I think the JVM spec actually implying something beyond this. For instance section 8.3 states, "A store operation by T on V must intervene between an assign by T of V and a subsequent load by T of V." Translating this to parrot terms, this would mean that the following is illegal, which it clearly isn't:


find_global P0, "V"
set P0, P1 # "assign by T of V"
find_global P0, "V" # "a subsequent load by T of V" w/o an intervening "store operation by T on V"


I think it is talking about something below the Java-bytecode level--remember, this is the JVM spec, and constrains how an implementation of the JVM must behave when executing a sequence of opcodes, not the rules a Java compiler must follow when generating a sequence of opcodes from Java source code.
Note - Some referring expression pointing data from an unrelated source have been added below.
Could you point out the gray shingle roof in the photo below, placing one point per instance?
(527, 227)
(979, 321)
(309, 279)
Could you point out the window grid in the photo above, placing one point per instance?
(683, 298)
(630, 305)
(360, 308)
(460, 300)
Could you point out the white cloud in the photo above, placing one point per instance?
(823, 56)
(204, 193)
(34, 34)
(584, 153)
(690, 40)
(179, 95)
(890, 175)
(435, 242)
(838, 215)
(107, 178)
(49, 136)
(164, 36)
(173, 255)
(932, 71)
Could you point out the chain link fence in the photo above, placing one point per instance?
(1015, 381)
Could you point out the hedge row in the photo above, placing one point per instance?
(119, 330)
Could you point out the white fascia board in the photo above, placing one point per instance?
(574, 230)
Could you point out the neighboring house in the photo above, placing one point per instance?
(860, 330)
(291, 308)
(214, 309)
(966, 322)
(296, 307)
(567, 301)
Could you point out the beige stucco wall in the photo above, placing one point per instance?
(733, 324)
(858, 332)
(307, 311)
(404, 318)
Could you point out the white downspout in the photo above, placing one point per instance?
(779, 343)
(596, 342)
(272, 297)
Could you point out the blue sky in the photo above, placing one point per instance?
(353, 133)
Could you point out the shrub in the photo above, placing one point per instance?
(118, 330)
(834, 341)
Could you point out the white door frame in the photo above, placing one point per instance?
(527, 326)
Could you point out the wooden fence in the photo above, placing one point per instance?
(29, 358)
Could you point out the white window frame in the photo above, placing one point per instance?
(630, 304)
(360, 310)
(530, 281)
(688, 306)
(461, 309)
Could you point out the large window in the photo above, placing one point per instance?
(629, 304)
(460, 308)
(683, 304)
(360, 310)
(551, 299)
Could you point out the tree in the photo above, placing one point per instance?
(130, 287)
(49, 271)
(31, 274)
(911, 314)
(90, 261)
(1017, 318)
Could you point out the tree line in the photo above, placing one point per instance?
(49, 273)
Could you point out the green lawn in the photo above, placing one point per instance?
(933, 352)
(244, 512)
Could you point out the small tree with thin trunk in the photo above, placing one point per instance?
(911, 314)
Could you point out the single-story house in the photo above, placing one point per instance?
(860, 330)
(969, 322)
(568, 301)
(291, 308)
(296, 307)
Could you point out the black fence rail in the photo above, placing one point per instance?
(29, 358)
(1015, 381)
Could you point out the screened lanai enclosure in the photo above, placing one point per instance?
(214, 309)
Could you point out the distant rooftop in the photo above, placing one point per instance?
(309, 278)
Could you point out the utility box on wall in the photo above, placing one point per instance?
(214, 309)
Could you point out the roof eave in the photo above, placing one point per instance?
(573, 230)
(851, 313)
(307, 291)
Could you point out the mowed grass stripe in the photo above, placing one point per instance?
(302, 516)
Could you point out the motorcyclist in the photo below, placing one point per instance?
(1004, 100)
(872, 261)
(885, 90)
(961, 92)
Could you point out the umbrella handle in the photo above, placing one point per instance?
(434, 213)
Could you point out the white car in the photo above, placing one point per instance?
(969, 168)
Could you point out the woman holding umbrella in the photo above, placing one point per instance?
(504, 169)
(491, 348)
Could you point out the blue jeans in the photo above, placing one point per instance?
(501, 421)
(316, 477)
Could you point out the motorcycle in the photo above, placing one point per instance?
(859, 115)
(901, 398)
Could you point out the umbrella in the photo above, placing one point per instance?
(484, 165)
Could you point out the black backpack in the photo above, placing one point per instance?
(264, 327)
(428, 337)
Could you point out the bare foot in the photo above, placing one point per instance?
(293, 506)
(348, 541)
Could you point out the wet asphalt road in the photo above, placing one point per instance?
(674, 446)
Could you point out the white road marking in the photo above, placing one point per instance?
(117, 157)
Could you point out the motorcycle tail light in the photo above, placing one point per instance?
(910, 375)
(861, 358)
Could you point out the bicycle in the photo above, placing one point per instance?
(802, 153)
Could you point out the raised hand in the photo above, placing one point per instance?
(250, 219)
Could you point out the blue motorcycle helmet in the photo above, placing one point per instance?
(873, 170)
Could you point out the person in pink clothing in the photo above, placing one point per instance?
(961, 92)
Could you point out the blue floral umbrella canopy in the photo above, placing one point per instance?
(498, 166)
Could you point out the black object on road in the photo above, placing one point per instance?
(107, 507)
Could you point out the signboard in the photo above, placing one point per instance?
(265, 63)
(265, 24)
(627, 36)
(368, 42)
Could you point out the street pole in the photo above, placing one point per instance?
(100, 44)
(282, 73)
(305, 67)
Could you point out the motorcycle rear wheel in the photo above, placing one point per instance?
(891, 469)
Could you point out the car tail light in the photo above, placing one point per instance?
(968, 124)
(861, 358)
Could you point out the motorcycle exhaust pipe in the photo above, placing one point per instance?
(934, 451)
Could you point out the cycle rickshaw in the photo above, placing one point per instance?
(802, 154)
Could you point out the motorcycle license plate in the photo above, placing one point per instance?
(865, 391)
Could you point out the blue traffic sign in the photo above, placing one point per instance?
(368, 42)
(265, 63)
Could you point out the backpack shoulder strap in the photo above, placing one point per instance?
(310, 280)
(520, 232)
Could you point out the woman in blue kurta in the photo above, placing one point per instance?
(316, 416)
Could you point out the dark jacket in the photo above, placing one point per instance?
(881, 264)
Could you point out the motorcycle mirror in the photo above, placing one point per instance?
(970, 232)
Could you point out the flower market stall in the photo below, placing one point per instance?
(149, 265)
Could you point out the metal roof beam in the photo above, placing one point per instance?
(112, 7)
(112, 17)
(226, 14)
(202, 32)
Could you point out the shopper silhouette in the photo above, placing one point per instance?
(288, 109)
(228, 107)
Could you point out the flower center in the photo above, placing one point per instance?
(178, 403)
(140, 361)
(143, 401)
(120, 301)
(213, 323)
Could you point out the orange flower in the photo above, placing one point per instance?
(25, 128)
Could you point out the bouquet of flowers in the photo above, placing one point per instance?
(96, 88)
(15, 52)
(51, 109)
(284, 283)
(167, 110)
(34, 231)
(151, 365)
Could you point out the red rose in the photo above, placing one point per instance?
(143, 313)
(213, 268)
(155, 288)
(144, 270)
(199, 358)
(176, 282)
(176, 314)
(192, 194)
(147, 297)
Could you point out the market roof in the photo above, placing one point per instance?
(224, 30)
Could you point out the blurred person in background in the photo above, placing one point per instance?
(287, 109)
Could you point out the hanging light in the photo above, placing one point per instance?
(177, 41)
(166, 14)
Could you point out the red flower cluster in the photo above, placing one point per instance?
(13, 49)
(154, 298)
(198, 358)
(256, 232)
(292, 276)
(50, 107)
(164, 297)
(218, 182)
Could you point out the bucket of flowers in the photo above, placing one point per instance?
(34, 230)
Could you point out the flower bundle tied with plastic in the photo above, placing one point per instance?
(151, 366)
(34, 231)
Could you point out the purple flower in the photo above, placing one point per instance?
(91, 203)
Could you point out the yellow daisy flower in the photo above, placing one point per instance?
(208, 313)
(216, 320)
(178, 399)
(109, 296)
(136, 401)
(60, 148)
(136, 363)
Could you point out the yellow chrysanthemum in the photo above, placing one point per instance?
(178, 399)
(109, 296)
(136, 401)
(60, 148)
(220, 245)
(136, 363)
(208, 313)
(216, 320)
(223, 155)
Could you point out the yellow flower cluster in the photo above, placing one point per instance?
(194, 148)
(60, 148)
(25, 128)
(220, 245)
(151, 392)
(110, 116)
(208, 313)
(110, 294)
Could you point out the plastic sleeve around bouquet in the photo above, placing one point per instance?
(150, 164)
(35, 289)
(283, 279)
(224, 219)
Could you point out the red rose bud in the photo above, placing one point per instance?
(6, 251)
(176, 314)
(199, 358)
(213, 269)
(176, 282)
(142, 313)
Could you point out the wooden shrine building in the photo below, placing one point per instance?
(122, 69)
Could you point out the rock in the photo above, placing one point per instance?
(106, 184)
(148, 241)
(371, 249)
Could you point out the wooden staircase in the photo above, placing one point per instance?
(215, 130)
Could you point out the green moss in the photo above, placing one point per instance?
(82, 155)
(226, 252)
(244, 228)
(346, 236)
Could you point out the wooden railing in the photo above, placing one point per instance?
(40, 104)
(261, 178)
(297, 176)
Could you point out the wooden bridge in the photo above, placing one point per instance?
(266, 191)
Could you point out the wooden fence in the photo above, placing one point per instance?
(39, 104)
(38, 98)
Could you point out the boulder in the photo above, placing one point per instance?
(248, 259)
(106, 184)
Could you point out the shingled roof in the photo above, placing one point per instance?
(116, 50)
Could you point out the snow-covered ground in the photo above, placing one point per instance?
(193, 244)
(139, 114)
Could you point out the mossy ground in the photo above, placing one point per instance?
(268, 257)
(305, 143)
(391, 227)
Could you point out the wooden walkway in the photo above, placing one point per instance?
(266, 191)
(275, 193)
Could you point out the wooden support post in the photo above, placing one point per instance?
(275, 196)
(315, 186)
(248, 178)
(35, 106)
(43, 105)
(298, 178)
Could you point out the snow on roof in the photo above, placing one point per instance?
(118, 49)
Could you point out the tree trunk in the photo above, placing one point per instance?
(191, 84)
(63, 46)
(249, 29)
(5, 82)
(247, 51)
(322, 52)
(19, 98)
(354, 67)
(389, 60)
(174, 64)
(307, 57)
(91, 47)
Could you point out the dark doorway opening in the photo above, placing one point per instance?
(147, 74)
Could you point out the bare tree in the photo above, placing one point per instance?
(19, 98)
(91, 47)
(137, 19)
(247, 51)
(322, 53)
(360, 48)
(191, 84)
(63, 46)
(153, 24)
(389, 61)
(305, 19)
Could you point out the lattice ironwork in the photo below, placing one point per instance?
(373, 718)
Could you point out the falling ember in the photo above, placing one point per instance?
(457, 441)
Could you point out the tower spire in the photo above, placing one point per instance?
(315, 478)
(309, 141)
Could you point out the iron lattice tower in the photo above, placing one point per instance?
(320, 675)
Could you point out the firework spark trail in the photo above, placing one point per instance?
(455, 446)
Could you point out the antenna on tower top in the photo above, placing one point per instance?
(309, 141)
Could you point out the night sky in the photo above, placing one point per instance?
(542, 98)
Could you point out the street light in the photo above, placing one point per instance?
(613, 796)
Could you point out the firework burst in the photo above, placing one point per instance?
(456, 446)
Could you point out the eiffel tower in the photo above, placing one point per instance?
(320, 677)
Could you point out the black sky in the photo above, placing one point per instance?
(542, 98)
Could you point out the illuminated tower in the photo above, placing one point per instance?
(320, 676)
What I think it's really saying, again translated into Parrot terms, is this:

store_global "foo", P0 # internally, may cache value and not push to main memory
find_global P0, "foo" # internally, can't pull value from main memory if above value was not yet pushed there


and I think the point is this:

find_global P0, "foo" # internally, also caches value in thread-local storage
find_global P0, "foo" # internally, can use cached thread-local value


And, as mentioned in section 8.6, any time a lock is taken, cached values need to be pushed back into main memory, and the local cache emptied. This doesn't make any sense if the "thread's working memory" is interpreted as the stack.